Acht jaar eerder was in Nederland het Actuarieel Genootschap (AG) opgericht en begon het Centraal Bureau voor de Statistiek (CBS) rond die tijd met het verzamelen van statistische informatie, waaronder ontwikkelingen in de bevolking. Later werden de GBM/V sterftetafels periodiek door het AG gepubliceerd.
Het was een tijd waarin de kans om je eerste levensjaar te overleven net onder de 90% lag en de levensverwachting bij geboorte was daardoor aanzienlijk lager dan tegenwoordig. Op basis van sterftecijfers uit de periode 1896-1901 bedroeg de levensverwachting bij geboorte ongeveer 47 jaar voor mannen en 50 jaar voor vrouwen.
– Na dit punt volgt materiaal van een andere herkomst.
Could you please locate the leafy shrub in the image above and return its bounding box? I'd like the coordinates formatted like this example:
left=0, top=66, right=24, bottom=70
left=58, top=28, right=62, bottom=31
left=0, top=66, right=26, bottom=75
Als je je kinderjaren wist te overleven, had je op 18-jarige leeftijd nog een resterende levensverwachting van zo’n 47 jaar; toevallig(?) kom je dan uit op een totale verwachte levensduur van 65 jaar.
Maar hoe ziet het beeld eruit als we rekening houden met de verwachte toekomstige ontwikkelingen?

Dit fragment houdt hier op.